Hopefully, in another ten years, we will have enough success stories and hopefully VCs will start funding tech startups. Till then, you are on your own.

How do you survive?
If you believe in your idea, and you are able convince yourself that this idea is worth taking a risk, that's the first step. Then you go about convincing others why this idea is good and worth taking a risk. If others get convinced, hopefully, you will have a team. Once you have a team, you go about making a prototype or creating a small company or team which can execute and you use this to gain traction with your customers, investors, partners, etc, to go to the next level. But how do you fund this whole thing? You can take a personal loan, say 5-10 lakhs, before you quit your current job. That's good for your expenses for 10-20 months depending on what your lifestyle is. The same could be done by your team. Otherwise, you talk and convince your parents, family and friends to loan you money or invest in your company. If you can't convince people around you, its tough to convince a VC or an angel investor. And remember this- you can't convince your people and investors if you are still holding onto a day-job.

Is quitting your current job so important?
Yes.
You can't create a startup working part-time. Those who do or did are exceptions. Assume you are not an exception. If you are thinking on making it happen working part-time, realize this- you have no ability to take risks. If you can't take risks, don't think of a startup and instead concentrate on your career to become a director or a VP. Buy a good property, build house, buy a good car, and if you still have free time, write blogs!

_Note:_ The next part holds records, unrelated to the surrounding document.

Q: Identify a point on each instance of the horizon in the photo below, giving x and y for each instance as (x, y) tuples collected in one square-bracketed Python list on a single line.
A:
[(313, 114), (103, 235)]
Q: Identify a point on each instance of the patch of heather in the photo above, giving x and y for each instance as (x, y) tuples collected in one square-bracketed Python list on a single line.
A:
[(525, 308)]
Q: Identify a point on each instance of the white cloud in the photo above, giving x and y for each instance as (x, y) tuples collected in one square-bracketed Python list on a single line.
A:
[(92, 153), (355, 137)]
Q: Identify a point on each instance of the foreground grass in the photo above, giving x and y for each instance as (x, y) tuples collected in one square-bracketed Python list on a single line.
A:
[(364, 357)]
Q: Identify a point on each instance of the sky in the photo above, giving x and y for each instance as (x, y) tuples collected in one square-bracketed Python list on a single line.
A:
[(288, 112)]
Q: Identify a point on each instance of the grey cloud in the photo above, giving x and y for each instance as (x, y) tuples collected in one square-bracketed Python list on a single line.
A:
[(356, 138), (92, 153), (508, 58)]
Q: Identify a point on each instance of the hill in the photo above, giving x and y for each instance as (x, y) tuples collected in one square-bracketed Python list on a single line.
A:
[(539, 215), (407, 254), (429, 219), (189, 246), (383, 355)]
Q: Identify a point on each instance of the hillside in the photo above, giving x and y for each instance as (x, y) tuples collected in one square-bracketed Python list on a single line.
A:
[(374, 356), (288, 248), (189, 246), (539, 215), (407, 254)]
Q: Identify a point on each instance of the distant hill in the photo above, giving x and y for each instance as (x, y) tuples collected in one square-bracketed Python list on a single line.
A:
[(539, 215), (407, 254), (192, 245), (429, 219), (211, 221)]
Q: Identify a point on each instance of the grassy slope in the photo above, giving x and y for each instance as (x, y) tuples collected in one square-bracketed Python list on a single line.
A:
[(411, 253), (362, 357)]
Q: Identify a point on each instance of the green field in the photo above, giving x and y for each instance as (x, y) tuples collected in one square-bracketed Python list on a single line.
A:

Don't analyze and evaluate. Act!
If you are making cost-benefit analysis, ROI, evaluating business models and other calculations to see if you should start or not, you are better off joining a consulting firm or a strategy department of a big company to write reports, or joining a VC firm as an analyst. As an entrepreneur you have to act. You have to put the things in motion, get it going, and deliver- whatever your idea is. You will have a life time to think and brood over what you should have done and what you shouldn't have. It's for VCs to analyze; it's for you to act. May be your idea is not a good business model and you will realize that soon. Meanwhile, give it a shot while you can. Else, you may regret this forever.

Is there any hope of getting investment?
Hope is what makes entrepreneurs tick. Keep that hope alive and keep working at it. Once you have crossed that first hill on your own, of having made the prototype, or having the first customer, or having garnered enough traction with customer, partners and investors, you may get funded by a big name VC. Meanwhile, keep up the good work through angel investment, loans, investments from friends and family, selling that piece of land, etc.

What have you got to lose if things don't work out?
You can always get a job. Your experience at a startup will only add value if ever you have to go back to employment. You may have a loan of 15-20 Lakh rupees. That's not a big amount for an engineer in Bangalore to clear off in few years. That is a small price to pay for the ride.

5 comments:

Rajiv said...

funny. there is talk of a vc bubble in india!

http://www.siliconbeat.com/entries/2006/07/03/ram_shriram_things_looking_bubbly_in_india.html

Mohan said...

Sujai,
Interesting comments.

Samir said...

Very well said. This is exactly what India needs.

samir

simon said...

well written, interesting, and beautiful blog.
I thought about including a link to your site on my blog.

if you ever get the chance, come visit me back

Best,
Simon

my blog is www.BrawnyHunk.com (not nearly as superficial as it sounds ;-) )

Hemant Hepat said...

Amazing,Worth Reading and well acquainting to the realities of India Inc.